Muhammad Hasyim Asy’ari mengajarkan ilmu agama di Pesantren Tebuireng, selain
membantu mengajar beliau juga menambah pengetahuan agamanya, khususnya ilmu
fiqih kepada KH. Muhmmad Hasyim Asy’ari.
Melihat kealiman, kezuhudan dan
keistiqomahannya, beliau akhirnya diambil sebagaim menantu oleh Kyai Hasyim
yaitu dengan dinikahkan dengan putrinya yang bernama Izzahbinti Hasyim pada
tahun 1923 M, namun pernikahan ini tidak berlangsung lama karena terjadi
perceraian. Setalah perceraian tersebut, Mbah Yai Romly begitu biasa dipanggil,
berkhidmah kepada KH. Ahmad Jufri (Karangkates Kediri) dan KH. Zaed (Buntet
Cirebon), kemudian pada tahun 1927 beliau pulang ke rumah orang tuanya, Kyai
Tamim di Rejoso Peterongan. Tak lama kemudian beliau menikah dengan gadis yang
bernama Siti Maisaroh dari desa Besuk Mojosongo Kec. Diwek. Dari pernikahan ini
lahir dua orang putra yaitu Gus Ishomuddin Romly (wafat tahun 1949, tertembak
oleh tentara Belanda saat masih muda) dan KH. Muhammad Musta’in Romly (wafat
tahun 1985, beliau adalah menantu KH. A. Wahab Hasbulloh Tambakberas).

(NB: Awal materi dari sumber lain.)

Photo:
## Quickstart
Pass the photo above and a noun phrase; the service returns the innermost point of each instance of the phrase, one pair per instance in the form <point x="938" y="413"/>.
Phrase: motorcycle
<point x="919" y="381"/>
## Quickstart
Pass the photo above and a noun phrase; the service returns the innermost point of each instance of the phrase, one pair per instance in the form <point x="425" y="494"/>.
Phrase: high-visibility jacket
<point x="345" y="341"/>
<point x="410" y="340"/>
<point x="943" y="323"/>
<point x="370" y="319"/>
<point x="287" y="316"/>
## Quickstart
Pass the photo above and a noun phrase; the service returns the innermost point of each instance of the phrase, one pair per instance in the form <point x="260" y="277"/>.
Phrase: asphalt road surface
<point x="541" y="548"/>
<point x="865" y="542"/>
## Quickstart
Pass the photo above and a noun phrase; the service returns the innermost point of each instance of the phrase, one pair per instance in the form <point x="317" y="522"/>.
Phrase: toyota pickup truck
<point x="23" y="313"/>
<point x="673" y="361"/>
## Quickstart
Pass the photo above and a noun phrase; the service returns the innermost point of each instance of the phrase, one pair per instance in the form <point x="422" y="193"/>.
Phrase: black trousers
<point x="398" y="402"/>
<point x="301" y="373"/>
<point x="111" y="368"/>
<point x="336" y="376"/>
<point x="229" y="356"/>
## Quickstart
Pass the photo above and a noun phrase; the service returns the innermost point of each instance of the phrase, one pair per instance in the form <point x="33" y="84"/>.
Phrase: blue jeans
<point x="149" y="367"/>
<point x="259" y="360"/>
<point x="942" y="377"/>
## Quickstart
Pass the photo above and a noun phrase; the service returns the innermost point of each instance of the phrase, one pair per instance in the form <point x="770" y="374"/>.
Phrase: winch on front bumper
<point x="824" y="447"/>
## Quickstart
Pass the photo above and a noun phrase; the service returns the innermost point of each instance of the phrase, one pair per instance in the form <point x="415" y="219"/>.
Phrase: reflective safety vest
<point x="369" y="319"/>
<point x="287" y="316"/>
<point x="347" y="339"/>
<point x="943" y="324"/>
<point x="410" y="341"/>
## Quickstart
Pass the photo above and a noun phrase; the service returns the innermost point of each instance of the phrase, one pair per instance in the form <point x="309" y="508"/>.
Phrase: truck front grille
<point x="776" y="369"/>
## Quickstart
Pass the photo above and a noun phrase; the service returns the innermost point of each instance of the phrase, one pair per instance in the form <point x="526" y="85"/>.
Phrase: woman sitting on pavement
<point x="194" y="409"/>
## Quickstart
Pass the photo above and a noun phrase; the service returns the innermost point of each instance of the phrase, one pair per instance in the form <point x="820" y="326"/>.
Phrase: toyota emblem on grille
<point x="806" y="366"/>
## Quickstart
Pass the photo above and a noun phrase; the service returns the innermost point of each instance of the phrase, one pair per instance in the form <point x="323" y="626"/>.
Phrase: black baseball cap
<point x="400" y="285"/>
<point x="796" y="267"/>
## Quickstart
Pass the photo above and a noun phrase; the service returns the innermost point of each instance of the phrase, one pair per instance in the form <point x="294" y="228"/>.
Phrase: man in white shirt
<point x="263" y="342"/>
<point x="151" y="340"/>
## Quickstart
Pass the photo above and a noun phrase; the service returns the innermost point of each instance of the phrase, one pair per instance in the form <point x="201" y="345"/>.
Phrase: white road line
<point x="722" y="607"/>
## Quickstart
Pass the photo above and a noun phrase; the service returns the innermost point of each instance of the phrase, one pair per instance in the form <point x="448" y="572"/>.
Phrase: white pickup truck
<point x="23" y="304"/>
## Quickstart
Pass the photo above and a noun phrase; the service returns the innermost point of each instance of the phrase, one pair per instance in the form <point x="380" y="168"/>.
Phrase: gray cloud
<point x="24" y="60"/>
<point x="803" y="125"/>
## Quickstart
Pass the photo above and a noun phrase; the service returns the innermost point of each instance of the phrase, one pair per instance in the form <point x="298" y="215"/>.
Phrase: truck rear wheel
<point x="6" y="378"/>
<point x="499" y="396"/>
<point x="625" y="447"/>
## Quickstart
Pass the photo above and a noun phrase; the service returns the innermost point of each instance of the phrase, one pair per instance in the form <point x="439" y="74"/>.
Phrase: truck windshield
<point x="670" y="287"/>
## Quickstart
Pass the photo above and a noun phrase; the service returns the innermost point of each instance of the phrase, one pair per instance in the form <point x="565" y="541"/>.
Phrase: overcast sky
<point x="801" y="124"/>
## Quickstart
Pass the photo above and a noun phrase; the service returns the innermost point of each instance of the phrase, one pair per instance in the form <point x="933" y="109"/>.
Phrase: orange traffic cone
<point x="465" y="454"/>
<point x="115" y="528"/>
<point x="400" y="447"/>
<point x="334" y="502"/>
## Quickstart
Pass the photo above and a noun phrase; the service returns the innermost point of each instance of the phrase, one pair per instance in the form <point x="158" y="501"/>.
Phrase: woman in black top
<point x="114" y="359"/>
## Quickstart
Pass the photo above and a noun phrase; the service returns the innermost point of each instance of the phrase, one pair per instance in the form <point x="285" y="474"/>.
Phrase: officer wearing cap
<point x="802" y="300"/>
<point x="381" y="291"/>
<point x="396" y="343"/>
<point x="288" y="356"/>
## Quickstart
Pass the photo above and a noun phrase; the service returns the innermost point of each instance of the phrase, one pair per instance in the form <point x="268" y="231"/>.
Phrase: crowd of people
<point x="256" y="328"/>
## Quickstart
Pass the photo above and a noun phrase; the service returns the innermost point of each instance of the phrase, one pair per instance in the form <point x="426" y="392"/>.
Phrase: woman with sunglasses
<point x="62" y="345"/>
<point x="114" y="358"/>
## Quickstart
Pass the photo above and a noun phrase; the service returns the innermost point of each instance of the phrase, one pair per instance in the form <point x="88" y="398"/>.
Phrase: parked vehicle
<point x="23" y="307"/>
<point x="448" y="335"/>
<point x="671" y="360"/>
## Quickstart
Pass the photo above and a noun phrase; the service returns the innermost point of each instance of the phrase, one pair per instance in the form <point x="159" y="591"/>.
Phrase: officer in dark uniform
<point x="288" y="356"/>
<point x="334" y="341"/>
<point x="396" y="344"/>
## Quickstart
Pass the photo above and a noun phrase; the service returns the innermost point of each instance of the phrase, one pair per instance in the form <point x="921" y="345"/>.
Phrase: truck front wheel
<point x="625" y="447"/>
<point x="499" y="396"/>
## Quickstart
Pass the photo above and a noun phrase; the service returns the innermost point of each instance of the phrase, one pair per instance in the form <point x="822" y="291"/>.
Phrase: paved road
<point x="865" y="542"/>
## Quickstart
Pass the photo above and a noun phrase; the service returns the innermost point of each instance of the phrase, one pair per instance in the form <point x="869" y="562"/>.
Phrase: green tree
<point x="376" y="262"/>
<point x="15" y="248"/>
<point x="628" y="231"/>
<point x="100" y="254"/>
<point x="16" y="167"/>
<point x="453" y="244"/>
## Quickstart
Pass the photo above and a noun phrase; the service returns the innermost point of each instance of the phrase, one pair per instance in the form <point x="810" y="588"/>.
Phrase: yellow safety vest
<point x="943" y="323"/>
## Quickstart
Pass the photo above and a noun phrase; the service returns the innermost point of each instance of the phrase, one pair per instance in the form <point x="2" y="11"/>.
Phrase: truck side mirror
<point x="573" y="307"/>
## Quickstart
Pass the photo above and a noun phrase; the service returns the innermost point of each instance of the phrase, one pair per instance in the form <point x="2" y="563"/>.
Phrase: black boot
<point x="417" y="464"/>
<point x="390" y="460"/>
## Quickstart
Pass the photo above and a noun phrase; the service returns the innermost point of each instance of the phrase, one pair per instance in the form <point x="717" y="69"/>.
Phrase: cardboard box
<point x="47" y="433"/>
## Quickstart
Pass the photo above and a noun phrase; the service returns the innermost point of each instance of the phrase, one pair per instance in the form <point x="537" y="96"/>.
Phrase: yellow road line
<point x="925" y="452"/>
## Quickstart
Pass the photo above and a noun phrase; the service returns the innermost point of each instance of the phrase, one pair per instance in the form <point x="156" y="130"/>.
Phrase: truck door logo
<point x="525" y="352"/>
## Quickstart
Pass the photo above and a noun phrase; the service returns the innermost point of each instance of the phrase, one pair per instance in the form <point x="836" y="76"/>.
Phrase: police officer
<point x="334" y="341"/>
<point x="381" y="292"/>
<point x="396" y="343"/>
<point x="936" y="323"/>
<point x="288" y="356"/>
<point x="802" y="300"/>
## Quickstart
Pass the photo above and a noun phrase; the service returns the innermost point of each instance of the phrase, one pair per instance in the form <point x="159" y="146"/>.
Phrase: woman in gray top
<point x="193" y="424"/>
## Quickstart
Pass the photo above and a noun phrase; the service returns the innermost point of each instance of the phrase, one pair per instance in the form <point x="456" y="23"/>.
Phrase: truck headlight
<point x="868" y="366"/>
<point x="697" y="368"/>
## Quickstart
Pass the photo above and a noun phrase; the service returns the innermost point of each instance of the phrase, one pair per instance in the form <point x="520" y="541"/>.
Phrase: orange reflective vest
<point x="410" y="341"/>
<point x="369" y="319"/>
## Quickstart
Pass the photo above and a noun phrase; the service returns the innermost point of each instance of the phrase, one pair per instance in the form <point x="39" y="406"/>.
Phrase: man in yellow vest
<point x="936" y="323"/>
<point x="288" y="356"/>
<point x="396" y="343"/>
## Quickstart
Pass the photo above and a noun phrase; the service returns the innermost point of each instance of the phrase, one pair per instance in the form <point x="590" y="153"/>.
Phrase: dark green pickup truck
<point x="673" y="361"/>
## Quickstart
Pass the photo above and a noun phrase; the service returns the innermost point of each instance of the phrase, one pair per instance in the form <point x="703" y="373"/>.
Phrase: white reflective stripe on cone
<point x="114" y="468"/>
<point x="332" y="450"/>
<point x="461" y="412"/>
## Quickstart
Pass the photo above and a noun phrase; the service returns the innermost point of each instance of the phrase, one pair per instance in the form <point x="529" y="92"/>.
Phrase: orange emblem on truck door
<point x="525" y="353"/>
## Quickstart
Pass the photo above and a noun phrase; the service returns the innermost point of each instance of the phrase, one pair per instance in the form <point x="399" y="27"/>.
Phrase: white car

Pada tahun 1927 beliau mulai
membantu dan mengajarkan ilmunya kepada para santri yang didirikan oleh
ayahnya, tiga tahun kemudian yaitu tahun 1930 ayahnya wafat. Pada
tahun 1932 beliau bay’at thariqah qadiriyah wa naqsyabandiyah kepada Al-Mursyid
KH. Cholil Juroimi (kakak iparnya). Saat menjelang wafat kakak iparnya yaitu tahun
1973 beliau mendaptkan amanah dan ijazah muthlaq kemursyidan thariqah
mu’tabaroh qadiriyah wa naqsyabandiyah dari gurunya sekaligus kakak iparnya
yaitu al-Mursyidi KH. Cholil Juroimi. Diceritakan karena ketenaran dan
kesohoran kemursyidan KH. Muhammad Romly Tami ini, KH Muhammad Hasyim Asy’ari
(guru dan mertua beliau) sempat berbay’at thariqah kepada beliau.
Pada tahun 1940 istri beliau
nyai Maisaroh wafat. Tidak selang kemudian Mbah Yai Romly menikah lagi dengan
seorang gadis putri KH. Muhammad Luqman dari Swaru Mojowarno, gadis itu bernama
Siti Khodijah. Dari pernikahan yang ketiga ini lahir putra-putra beliau yaitu
KH. Ahmad Rifa’i Romli (wafat tahun 1994), beliau adalah menantu KH.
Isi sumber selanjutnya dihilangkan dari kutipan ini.